Simon laughed, but without much humor. “You mean apart from being forced to accept the hospitality of a loathsome clan who won’t settle for less than my blood?” He shook his head. “Come, let’s join the sport.”

It was late afternoon when Ariel heard the hunt returning—the clatter of iron-shod hooves and the shouts and bellows of servants and hunters alike as the riders dismounted, handing their horses to the waiting grooms before making their way into the Great Hall, where wine and food awaited them.

Ariel was sitting in the rocker, the dogs at her feet. Jenny had gone home long since, taken by Edgar after his fruitless search for the mysterious lad who’d brought him the poisoned chalice. The chamber was warm; the lamps threw a soft glow; a pot of fragrant herbs simmered on the trivet in the fire. A decanter of wine and a platter of savory tarts rested on the small table beside Ariel’s chair.

As she heard the sounds from the court below, Ariel jerked out of her miserable reverie. She unwrapped the hot flannel from around her throat. The treatment had had some good effect. Her voice was less croaky, her throat less sore. But she was still fatigued after the night’s fever and filled with a warm lassitude that dulled even her confusion of misery and anger. But she intended to go downstairs for
dinner, so it was time now to throw off the lingering effects of her chill.

She had decided that she would say nothing to Simon about the mare’s disappearance. Nothing either to Ranulf. She couldn’t afford to give either of them an inkling of how important the horses were for her.

The dogs pricked up their ears and went to the door a good five minutes before Simon rapped once on the oak and immediately entered. He responded to their ecstatic greeting with a brief pat and a firm, “Down.” When they’d retreated soulfully to their place on the hearth, he turned smiling to greet his wife.

“You look better. Are you?”

“Well enough to come down for dinner,” she asserted. “Would you like wine?”

“Aye, I’ve a thirst on me to match a parched camel’s.” He brushed a finger lightly over her cheek, and to his surprise she seemed to draw back a little from his touch. He was reminded of Jenny’s behavior to him that morning, and he frowned.

Ariel turned aside to pour wine into the two goblets on the tray. “Do you care for a cheese tart?”

“Thank you.” He took one, then stood warming his backside before the fire, regarding her thoughtfully as he ate and drank. “Have you had a pleasant day?”

“Pleasant enough,” she responded, not looking at him as she sipped her own wine. “Edgar says the roan is doing very well. I must go and see her tomorrow.”

“Is it wise to go out in the cold so soon?”

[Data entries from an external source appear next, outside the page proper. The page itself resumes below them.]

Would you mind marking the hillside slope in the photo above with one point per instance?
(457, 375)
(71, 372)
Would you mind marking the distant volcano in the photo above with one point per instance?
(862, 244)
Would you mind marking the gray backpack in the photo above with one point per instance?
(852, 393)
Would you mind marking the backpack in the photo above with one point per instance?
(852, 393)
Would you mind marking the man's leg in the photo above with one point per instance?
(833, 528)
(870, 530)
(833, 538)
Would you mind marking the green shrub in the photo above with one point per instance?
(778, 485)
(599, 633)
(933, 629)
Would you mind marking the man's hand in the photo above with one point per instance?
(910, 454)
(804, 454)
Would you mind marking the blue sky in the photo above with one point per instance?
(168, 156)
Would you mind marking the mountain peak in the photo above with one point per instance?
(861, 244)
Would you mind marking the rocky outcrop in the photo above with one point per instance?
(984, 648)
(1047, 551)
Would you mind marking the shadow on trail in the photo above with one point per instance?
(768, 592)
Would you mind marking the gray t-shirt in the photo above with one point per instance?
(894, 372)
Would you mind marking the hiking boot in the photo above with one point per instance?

“I shall be fine,” she said, aware that her voice was toneless. “And there are things I need to do with my horses. Things Edgar isn’t quite up to. He’s very good at following orders, but he’d be the first to admit that he lacks initiative.”

“A sterling fellow, in his way,” Simon agreed. “A man one would appreciate having at one’s back. He reminds me of a corporal I had in the army. Utterly trustworthy, absolutely reliable.” He took another deep gulp of his wine. “Jackson
pulled me off the battlefield at Malplaquet and then was killed himself as he knelt beside me, trying to staunch my blood with his bare hands.”

His expression was bleak but there was a remembering fondness in his voice. Then he threw back the contents of his glass, and Ariel watched the long, sun-browned column of his throat working. And despite weakness and anger, desire prickled across her skin, tightened her scalp.